On the face of it, the introduction of Accelerated Payment Notices (APNs) last summer was just the latest development in the ever-changing landscape of tax avoidance. However, two aspects were of particular note – the “pay now, ask questions later” approach and the retrospective nature of the legislation. At the heart of the matter, lies the Ingenious Media case.
The High Court has now asked HMRC to suspend APNs issued to over 100 participants and has granted those participants under the advice of law firm, Pinsent Masons, permission to review HMRC’s use of the notices against members of Ingenious Media film partnerships.
Ingenious Media – the investment advisors behind successful films such as Avatar and Girl with a Pearl Earring – used film investment partnerships, approved by HMRC when they were established, and made up of individual scheme investors including celebrities and sportsmen.
Since the changes introduced in July 2014, many of Ingenious Media’s investors have been issued with HMRC accelerated payment notices which demand up-front payment of disputed tax (to be paid within 90 days) if a scheme can be shown to demonstrate certain ‘avoidance hallmarks’. One such hallmark includes a scheme being subject to disclosure requirements under the Disclosure of Tax Avoidance Schemes (DOTAS) rules or where a general anti-abuse rule (GAAR) counteraction notice has been issued.
Once an APN is issued, there is no right of appeal against it.
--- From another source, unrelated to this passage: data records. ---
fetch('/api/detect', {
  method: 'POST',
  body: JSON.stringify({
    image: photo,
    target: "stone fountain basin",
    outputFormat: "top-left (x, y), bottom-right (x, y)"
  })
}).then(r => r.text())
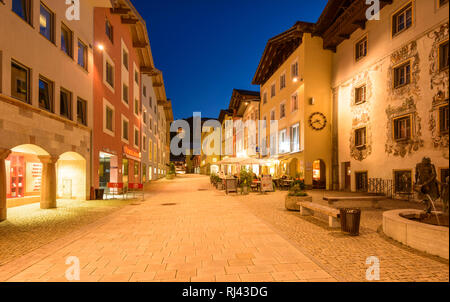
top-left (383, 209), bottom-right (449, 260)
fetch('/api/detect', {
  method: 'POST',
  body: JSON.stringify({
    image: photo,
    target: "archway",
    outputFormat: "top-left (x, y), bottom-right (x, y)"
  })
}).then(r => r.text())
top-left (313, 159), bottom-right (327, 190)
top-left (56, 152), bottom-right (86, 200)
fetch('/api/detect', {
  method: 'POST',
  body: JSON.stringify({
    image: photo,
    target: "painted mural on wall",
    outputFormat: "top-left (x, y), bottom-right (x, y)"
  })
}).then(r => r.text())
top-left (385, 97), bottom-right (424, 157)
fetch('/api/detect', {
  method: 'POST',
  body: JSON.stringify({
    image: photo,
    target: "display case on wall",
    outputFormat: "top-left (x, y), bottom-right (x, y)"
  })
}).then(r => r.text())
top-left (7, 155), bottom-right (25, 198)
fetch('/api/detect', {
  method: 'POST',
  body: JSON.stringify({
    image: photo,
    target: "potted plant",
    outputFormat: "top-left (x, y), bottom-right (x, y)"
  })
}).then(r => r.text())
top-left (239, 168), bottom-right (253, 195)
top-left (285, 180), bottom-right (312, 211)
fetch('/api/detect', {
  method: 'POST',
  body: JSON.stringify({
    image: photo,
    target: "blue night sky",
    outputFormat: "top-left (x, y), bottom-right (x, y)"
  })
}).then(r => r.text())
top-left (132, 0), bottom-right (327, 119)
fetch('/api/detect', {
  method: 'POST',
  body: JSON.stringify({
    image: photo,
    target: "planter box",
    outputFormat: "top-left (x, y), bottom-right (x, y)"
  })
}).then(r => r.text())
top-left (286, 195), bottom-right (312, 212)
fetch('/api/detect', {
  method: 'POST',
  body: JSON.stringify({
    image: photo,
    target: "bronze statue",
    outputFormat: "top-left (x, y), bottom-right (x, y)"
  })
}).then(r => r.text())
top-left (416, 157), bottom-right (440, 214)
The effect is that taxpayers are “guilty until proven innocent” and in some cases, may need to sell their assets to generate money to pay the notices.
The High Court decision to grant permission for a judicial review means that over 100 individual investors in Ingenious Media can now challenge their APNs in the courts in a case which could be heard as early as this summer.
Jason Collins, Head of Tax at Pinsent Masons, said “that in the absence of a right of appeal against an APN, judicial review is effectively the only remedy potentially available to the recipient of an APN”.
He explained there were several grounds for arguing that issue of the APNs in these cases were unlawful:
- The fact that taxpayers who receive one have no right to appeal, which is not compatible with human rights legislation.
- The fact that the legislation is retrospective because it applies to DOTAS schemes which were entered into before the APN rules came into force.
Whether the unusual step of granting a judicial review will open the flood gates remains to be seen. HMRC originally planned to send more than 40,000 APNs to individual tax avoidance scheme users before the end of March 2016. However, it is quite possible that the recent High Court ruling may encourage other affected parties to dispute their notices, either independently or by joining the Ingenious Media group action – and that could potentially see the whole issue blow up in the face of HMRC.
HMRC’s previous methods of tackling tax avoidance have already pushed the backlog of tax disputes waiting to be heard to near-record levels. Add to that the administration of the APNs and the likely impact of procedural delays if others decide to stand their ground, and it’s easy to see how HMRC will struggle – to say the least – to cope with the workload.
Tax avoidance has become a political hot potato, and as much as we understand the government’s desire to be seen to be acting on an issue that many people have strong feelings about, mainly because of constant Press reporting on the subject no doubt at the behest of government, however, granting the power for HMRC to be judge, jury and executioner is a worrying twist of the knife and it seems that those who spoke out in concern as to how HMRC would wield these powers are being proven right.